A:     Maybe for the first and absolutely no for the second.

Let’s look at the inspection contingency. Unless you are a professional engineer or architect, what do you know about houses? Is the electricity up to code? Does the HVAC system work? Are the joists that seem to be holding up the basement ceiling adequate (true story)? You are investing in what may be the biggest purchase of your life; don’t take a chance that something – possibly major – will occur soon after you take title. If a seller is not willing to let you have 10-12 days after signing the sales contract to have a professional inspector carefully go over every detail in the property, my advice is to go somewhere else.

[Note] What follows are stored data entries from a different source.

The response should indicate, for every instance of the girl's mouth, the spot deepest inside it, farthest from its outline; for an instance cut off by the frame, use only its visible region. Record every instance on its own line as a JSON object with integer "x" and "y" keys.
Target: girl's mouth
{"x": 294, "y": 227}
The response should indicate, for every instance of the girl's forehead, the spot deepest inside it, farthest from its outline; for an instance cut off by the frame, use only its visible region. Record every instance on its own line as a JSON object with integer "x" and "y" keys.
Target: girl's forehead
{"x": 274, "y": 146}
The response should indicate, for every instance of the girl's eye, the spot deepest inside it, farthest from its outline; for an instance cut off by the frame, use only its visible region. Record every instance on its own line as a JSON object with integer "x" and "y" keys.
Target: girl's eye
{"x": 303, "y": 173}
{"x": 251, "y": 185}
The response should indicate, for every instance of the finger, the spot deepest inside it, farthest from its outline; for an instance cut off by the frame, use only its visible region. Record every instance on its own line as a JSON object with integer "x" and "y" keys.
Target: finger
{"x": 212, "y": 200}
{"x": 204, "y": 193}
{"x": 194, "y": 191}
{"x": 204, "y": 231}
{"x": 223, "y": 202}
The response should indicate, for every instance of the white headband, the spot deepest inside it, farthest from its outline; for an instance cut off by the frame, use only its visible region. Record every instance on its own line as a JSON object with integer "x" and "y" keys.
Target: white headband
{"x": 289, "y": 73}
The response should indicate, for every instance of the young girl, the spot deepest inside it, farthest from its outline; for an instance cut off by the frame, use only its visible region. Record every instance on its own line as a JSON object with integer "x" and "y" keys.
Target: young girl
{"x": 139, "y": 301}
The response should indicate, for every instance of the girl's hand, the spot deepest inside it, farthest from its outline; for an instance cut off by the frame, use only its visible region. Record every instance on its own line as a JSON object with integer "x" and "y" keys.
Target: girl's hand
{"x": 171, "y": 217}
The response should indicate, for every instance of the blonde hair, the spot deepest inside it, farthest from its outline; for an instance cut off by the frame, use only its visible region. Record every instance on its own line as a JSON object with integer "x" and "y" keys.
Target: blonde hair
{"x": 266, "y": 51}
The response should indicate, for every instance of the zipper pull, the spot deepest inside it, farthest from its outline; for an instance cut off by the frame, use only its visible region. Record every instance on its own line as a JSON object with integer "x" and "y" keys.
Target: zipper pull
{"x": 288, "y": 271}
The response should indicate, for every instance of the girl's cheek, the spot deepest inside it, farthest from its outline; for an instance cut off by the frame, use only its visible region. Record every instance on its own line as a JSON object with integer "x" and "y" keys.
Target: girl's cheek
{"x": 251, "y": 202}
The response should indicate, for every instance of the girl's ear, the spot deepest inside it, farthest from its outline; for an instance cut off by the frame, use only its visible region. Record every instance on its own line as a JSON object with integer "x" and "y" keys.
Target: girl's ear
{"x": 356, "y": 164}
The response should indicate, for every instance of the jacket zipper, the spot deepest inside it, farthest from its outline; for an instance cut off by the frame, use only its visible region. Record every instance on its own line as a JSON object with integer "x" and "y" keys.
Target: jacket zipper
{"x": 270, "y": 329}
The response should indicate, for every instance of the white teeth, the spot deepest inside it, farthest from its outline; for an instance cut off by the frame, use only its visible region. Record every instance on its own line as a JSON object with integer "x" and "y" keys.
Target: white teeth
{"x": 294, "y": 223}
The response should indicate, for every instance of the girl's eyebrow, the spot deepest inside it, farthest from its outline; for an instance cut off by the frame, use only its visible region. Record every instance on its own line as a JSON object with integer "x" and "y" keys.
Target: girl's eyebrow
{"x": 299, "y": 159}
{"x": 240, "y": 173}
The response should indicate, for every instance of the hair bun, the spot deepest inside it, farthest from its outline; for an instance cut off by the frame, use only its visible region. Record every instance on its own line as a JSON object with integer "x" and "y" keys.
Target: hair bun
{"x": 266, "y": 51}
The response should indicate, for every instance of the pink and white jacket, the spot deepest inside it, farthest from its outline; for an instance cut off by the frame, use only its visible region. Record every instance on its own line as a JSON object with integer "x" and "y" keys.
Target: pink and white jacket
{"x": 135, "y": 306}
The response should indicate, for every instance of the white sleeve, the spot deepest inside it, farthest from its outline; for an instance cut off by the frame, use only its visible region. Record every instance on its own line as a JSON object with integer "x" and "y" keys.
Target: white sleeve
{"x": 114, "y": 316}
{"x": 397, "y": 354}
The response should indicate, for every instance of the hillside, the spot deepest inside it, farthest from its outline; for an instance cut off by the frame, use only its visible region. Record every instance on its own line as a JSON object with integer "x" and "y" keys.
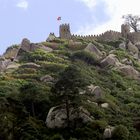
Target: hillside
{"x": 64, "y": 89}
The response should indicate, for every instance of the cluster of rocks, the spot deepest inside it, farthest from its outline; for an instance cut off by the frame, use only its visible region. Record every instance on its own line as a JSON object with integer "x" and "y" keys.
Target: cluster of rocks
{"x": 57, "y": 117}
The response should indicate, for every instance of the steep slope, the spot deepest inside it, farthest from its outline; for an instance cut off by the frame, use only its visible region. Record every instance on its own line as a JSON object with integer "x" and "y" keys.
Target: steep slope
{"x": 73, "y": 90}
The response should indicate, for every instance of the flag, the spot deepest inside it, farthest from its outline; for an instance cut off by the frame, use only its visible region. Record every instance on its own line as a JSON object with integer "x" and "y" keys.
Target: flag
{"x": 58, "y": 18}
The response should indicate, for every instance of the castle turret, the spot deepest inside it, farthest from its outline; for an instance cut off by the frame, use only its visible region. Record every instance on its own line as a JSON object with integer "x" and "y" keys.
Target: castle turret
{"x": 64, "y": 31}
{"x": 125, "y": 30}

I write from experience with some clients, who wanted an expensive house but the seller was not willing to allow a brief inspection period. Against my strong advice, they bought the house without the inspection. Four months later, they called to tell me they should have listened to me; they had serious roof damage which cost them almost $100,000 to correct. Fortunately, they could afford it. And there was no insurance coverage either.

What about the escalation clause? Let’s look at this example. In my experience, in most parts of the country, the potential buyer makes an offer, and the seller has three alternatives: accept, reject or counter-offer. You put in an offer of $450,000. The seller gets another offer with similar terms but with the price of $452,000. Sorry, you lose.

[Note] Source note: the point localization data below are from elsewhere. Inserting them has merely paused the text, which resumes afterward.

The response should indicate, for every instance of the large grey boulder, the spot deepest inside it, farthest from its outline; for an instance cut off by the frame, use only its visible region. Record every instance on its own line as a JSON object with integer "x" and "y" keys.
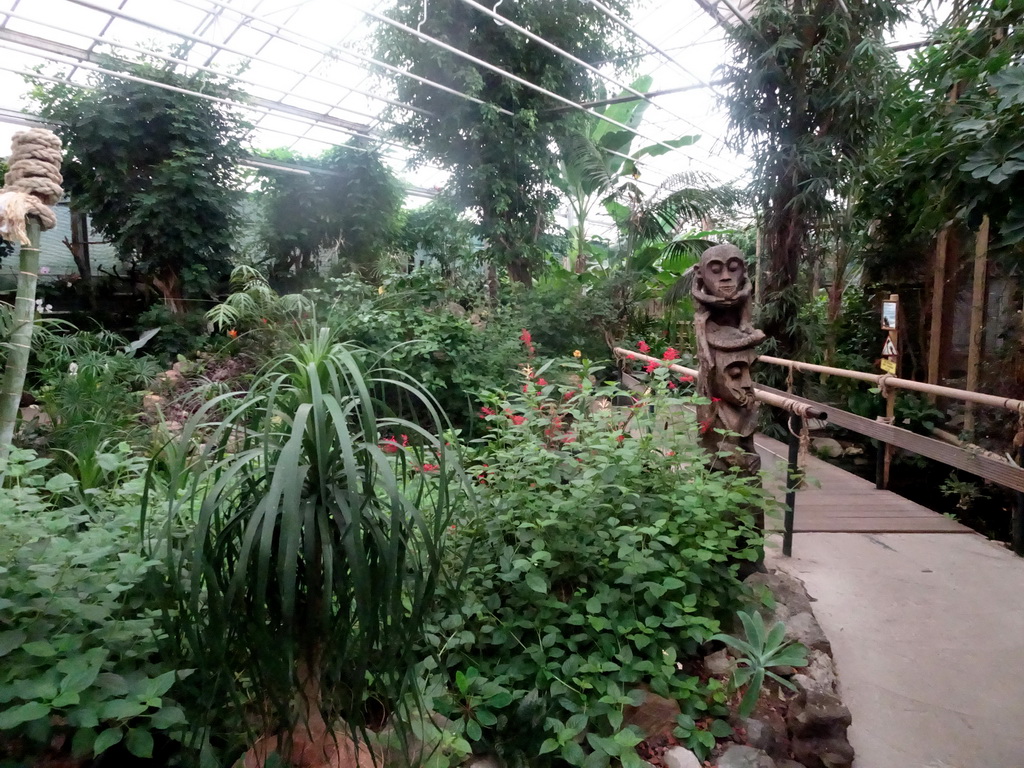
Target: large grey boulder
{"x": 680, "y": 757}
{"x": 737, "y": 756}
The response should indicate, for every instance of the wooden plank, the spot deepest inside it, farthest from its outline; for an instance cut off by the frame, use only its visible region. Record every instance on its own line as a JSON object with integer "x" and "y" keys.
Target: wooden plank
{"x": 1003, "y": 473}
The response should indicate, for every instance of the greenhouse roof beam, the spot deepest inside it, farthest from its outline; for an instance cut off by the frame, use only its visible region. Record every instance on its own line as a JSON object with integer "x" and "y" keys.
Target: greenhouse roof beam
{"x": 90, "y": 55}
{"x": 629, "y": 28}
{"x": 505, "y": 74}
{"x": 297, "y": 39}
{"x": 83, "y": 54}
{"x": 235, "y": 51}
{"x": 165, "y": 86}
{"x": 576, "y": 59}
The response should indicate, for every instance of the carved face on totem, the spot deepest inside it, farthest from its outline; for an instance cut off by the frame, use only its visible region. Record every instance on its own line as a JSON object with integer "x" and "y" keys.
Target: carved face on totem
{"x": 732, "y": 382}
{"x": 723, "y": 270}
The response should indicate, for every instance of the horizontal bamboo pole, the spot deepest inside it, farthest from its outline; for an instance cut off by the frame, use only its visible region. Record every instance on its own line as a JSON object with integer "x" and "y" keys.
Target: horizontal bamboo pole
{"x": 886, "y": 380}
{"x": 802, "y": 410}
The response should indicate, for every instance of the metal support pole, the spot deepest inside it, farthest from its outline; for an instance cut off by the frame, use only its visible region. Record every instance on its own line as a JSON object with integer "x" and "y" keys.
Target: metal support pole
{"x": 792, "y": 481}
{"x": 880, "y": 465}
{"x": 1017, "y": 521}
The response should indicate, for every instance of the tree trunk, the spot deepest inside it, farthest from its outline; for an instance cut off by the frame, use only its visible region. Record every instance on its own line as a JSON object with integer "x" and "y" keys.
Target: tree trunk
{"x": 169, "y": 285}
{"x": 20, "y": 338}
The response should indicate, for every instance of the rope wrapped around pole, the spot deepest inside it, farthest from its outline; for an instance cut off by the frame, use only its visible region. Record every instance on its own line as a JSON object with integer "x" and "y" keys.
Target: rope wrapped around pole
{"x": 32, "y": 184}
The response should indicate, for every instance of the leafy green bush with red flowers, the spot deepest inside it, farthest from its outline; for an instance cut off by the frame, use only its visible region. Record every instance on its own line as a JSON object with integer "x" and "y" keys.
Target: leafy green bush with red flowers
{"x": 599, "y": 556}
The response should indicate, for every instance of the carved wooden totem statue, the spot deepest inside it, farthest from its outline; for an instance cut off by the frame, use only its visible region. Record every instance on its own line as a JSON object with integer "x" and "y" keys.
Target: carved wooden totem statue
{"x": 726, "y": 342}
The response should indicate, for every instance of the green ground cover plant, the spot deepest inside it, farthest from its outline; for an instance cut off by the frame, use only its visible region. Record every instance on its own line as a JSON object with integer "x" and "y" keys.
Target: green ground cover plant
{"x": 601, "y": 556}
{"x": 79, "y": 662}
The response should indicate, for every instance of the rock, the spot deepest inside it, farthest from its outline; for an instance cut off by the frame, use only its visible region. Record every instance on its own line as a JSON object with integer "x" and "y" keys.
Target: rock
{"x": 787, "y": 591}
{"x": 153, "y": 402}
{"x": 744, "y": 757}
{"x": 678, "y": 757}
{"x": 314, "y": 748}
{"x": 815, "y": 713}
{"x": 655, "y": 716}
{"x": 818, "y": 722}
{"x": 173, "y": 377}
{"x": 826, "y": 446}
{"x": 767, "y": 736}
{"x": 804, "y": 628}
{"x": 819, "y": 674}
{"x": 719, "y": 664}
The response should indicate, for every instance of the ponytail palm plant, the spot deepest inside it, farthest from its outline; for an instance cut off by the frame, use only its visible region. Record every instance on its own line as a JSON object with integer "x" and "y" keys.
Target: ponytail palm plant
{"x": 304, "y": 541}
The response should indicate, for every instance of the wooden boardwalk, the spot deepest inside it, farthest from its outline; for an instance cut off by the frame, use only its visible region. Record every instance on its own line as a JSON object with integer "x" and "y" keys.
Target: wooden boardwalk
{"x": 836, "y": 501}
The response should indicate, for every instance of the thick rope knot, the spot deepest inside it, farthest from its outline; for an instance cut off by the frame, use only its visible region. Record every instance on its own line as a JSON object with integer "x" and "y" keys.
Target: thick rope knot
{"x": 32, "y": 184}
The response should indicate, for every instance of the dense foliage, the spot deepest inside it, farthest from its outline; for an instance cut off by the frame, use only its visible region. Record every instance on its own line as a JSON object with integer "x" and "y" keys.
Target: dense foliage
{"x": 158, "y": 170}
{"x": 499, "y": 145}
{"x": 953, "y": 151}
{"x": 345, "y": 209}
{"x": 601, "y": 554}
{"x": 808, "y": 83}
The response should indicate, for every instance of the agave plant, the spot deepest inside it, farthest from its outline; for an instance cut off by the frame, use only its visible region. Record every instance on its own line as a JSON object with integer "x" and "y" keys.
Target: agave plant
{"x": 303, "y": 543}
{"x": 762, "y": 650}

How do you try to protect yourself? You include in the offer a statement that you will pay $1,000 more than the highest offer, subject however to a cap of $456,000.

When advised that the other offer is $452,000, your escalation clause bumps the contract price up to $453,000 and you will be the winner. But there are important provisions to be included in your escalation. You want proof there is a real offer at the highest price. I have been involved in a case where an unscrupulous agent indicated – falsely – there was a higher offer, and my client –without seeing any evidence – increased the offer by $5,000. You should review a copy of the other offer; the name and other personal information of that buyer can be removed.

Incidentally, the agent involved in my case paid my client $5,000 plus my legal fees. So when you are about to sign a real estate contract (or any contract for that matter) try to insert the following language: “The prevailing party in any litigation or arbitration shall be awarded reasonable attorney fees and court costs.”

If you submit the escalation clause, how do you handle the amount of the mortgage loan you plan to get? Typically, your contract offer states you will get a loan of 20 percent – or 10 percent or even 3 percent –of the purchase price. If the original offer is increased, there are three ways to deal with the loan. First, you can pay the difference in cash, and there is no need to change the terms in the contract. Alternatively, you can change the loan amount in the contract to reflect the new price. Or you can partially increase the loan amount and pay the difference in cash.

Bottom line: I am not a fan of escalation clauses, but if this is really your dream house, make sure you include the necessary protections discussed above. And most real estate agents should have a form escalation clause which includes these protections.